Confirm the participant's understanding of the pain body diagram task using the teach back method and have them explain the process in their own words. Allocate 15 minutes for participants to practice drawing pain body diagrams on a flat surface, ensuring an accurate representation of pain location and intensity. Review the PBD with each participant to verify consistency and correct use of colors.
Request participants to finish PBDs during baseline or at different time points following treatment or intervention, allowing ample time for PBD completion. After completion, save PBDs with a standardized file name, including the patient ID, date and time the PBD was finished. Select the desired images for bulk export using the select icon.
Click on the share button to access a list of available image formats. Choose a portable or Photoshop file format that retains image layers and click on the preferred format. Download the desired PBD files and open them in a raster based image editor.
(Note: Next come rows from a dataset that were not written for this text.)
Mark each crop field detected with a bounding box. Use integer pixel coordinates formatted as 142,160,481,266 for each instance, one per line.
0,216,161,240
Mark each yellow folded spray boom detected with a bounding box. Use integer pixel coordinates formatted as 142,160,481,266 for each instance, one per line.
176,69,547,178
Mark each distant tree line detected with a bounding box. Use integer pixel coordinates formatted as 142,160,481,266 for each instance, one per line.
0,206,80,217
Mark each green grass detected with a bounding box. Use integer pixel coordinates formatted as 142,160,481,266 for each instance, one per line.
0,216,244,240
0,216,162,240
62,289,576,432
Now, isolate the colored pixels of interest from the top layer of the PBD file by adding a completely black layer below the colored in layer and a black mask layer above it to exclude pixels outside the template body outline, creating a modified PBD with only the colored pixels within the body outline on a black background. To export the processed PBDs as portable network graphic files, click on file, select export, and choose export as, select PNG format, then click export. Convert each pixel value within the PBD from RGB to HSV color space using the open CV2 Python package.
Extract the hue value for every pixel by executing the Python scripts titled, measure underscore SA noblur and RGBA2HSV. Run the quantify pain Python script to calculate the three PBD metrics. First, calculate the PBD coverage by dividing the number of colored pixels by the total number of pixels within the body diagram.
The range for females is one to 820, 452 pixels, and for males it is one to 724, 608 pixels. Multiply the results by 100 to normalize data from a zero to 100 scale. Next, determine the PBD sum intensity by adding the hue values for all pixels In the body diagram, which is done by running RGBA2HSV.
The female range is zero to 114, 453, 054, and the male range is zero to 101, 082, 816. Divide the result by the maximum PBD sum intensity and multiply by 100. The maximum PBD sum intensity depends on the total number of pixels in the body diagram multiplied by 139.5.
Compute the PBD mean intensity by dividing the sum of all hue values by the total number of colored pixels. Finally, process each PBD file and compile the outputs in a spreadsheet for further analysis. The PBD metrics were correlated with the numerical rating intensity, or NRS, visual analog scale, or VAS, and McGill Pain Questionnaire, or MPQ for most patients.
In four of five patients, PBD metrics significantly shared mutual information, or MI, with the NRS-VAS intensity, VAS unpleasantness and MPQ. In all patients, the NRS shared significant MI with VAS intensity, VAS unpleasantness and MPQ, while the PBD sum shared MI with PBD coverage and PBD mean.